Sql-server – Over 99 million records with geography column & spatial index – VERY VERY VERY slow queries!

indexspatialsql server

I’ve been working with SQL Server for a long time but have only recently encountered the need to work with spatial data. I have come into an environment that uses it pretty heavily and my first real challenge is to get queries to run faster (and stop timing out) against a table with a geography data type column (and index).
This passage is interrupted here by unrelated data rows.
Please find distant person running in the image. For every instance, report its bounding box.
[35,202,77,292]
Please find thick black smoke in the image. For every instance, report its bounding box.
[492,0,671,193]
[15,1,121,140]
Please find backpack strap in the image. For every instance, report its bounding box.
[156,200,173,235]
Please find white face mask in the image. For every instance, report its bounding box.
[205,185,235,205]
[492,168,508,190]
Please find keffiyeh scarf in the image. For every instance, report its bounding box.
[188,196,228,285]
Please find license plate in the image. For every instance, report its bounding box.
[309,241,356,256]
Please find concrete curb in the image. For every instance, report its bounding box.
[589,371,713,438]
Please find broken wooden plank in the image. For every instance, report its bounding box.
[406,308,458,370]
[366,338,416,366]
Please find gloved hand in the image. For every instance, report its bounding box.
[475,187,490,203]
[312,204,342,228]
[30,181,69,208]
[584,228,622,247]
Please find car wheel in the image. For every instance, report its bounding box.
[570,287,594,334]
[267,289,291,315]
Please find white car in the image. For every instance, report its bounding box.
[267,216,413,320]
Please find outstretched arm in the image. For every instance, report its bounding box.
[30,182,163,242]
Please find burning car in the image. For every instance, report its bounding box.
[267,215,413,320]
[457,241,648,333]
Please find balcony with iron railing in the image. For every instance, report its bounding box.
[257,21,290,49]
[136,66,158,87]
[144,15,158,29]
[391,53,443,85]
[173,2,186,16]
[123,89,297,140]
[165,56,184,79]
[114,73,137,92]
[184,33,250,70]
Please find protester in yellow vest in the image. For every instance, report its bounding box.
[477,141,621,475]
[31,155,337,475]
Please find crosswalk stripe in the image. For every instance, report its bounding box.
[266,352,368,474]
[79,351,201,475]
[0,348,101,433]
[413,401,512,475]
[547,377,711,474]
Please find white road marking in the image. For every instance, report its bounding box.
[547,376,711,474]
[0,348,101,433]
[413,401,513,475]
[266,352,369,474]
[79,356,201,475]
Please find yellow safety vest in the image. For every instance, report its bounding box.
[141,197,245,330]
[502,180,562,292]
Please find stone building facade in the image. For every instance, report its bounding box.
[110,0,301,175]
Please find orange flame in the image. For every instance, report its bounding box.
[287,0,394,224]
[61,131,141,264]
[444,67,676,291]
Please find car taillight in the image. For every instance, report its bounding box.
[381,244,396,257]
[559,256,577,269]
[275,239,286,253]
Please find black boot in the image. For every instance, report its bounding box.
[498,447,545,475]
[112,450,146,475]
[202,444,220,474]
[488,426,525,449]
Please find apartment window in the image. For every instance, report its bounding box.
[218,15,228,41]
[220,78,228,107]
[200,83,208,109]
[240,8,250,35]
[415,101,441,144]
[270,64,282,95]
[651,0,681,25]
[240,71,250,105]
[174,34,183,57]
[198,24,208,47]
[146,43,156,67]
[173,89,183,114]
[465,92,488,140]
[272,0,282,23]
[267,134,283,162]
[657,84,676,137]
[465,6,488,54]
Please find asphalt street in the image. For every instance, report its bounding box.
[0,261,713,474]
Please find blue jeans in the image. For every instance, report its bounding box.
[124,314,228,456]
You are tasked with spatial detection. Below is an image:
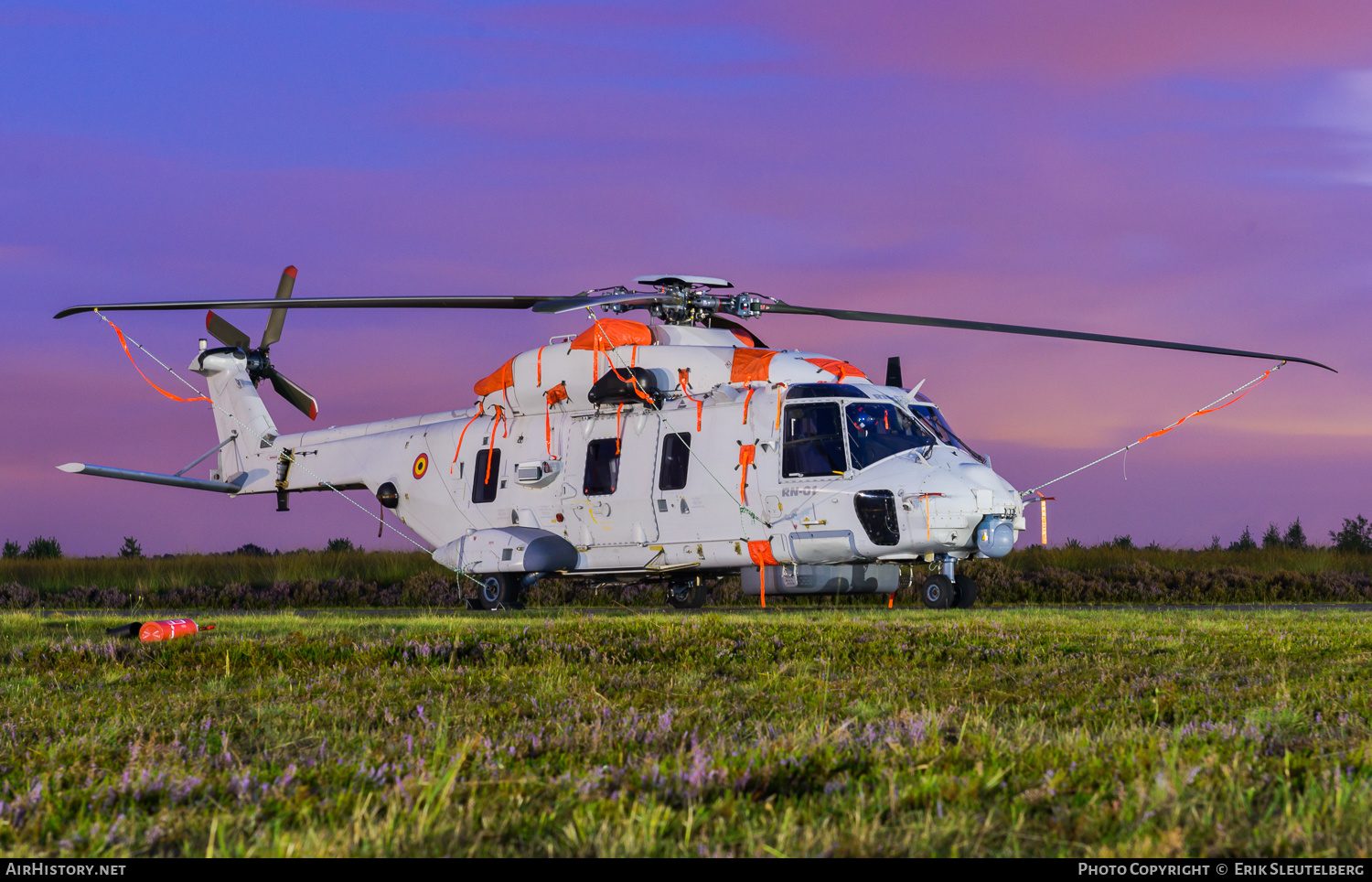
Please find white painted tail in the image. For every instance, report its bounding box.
[191,349,280,480]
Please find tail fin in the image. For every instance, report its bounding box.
[191,347,280,480]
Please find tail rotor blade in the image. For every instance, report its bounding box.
[261,266,299,350]
[268,368,320,420]
[205,310,252,352]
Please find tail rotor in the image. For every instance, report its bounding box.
[205,266,320,420]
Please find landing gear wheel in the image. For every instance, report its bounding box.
[477,574,523,610]
[954,576,977,609]
[919,574,958,609]
[667,580,705,609]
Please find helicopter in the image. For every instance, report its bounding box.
[55,273,1333,610]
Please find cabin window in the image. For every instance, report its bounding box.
[472,448,501,502]
[582,437,619,497]
[781,402,848,478]
[658,432,691,489]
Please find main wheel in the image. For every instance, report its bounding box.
[954,576,977,609]
[667,579,705,609]
[477,574,521,610]
[919,574,958,609]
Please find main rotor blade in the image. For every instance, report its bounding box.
[205,310,252,352]
[763,300,1338,373]
[268,368,320,420]
[54,296,557,318]
[261,266,295,349]
[534,291,681,316]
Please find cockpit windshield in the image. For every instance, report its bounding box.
[845,402,935,469]
[910,396,987,464]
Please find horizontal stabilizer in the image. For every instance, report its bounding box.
[58,462,247,492]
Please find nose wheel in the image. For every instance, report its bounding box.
[919,561,977,609]
[477,574,524,612]
[667,579,705,609]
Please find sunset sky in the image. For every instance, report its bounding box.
[0,0,1372,555]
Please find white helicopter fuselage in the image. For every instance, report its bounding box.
[191,319,1024,586]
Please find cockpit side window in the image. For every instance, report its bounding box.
[910,401,987,464]
[845,402,935,469]
[781,402,848,478]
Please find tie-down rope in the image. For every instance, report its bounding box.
[1020,360,1286,502]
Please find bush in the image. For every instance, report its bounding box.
[1281,517,1311,549]
[1229,527,1259,552]
[1330,514,1372,554]
[230,542,272,557]
[19,536,62,561]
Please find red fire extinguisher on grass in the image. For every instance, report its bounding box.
[106,618,214,643]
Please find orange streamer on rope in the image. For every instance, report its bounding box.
[748,539,781,609]
[543,380,567,459]
[447,402,486,475]
[101,316,213,403]
[737,445,757,505]
[1131,369,1272,446]
[483,404,510,484]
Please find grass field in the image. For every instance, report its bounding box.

We use a query that identifies all geography points in this table that are found within polygons and multi polygons. There are over 99 million records in this table and I have NO friggin’ idea how to performance tune this beast!
I have identified the clustered index as being a bit larger than necessary and intend to add an identity column to do two things: 1) Reduce the size of the clustered index. 2) Eliminate page splitting for inserts. Although I expect to get some relief from doing this, I am not optimistic that it will help the spatial queries very much.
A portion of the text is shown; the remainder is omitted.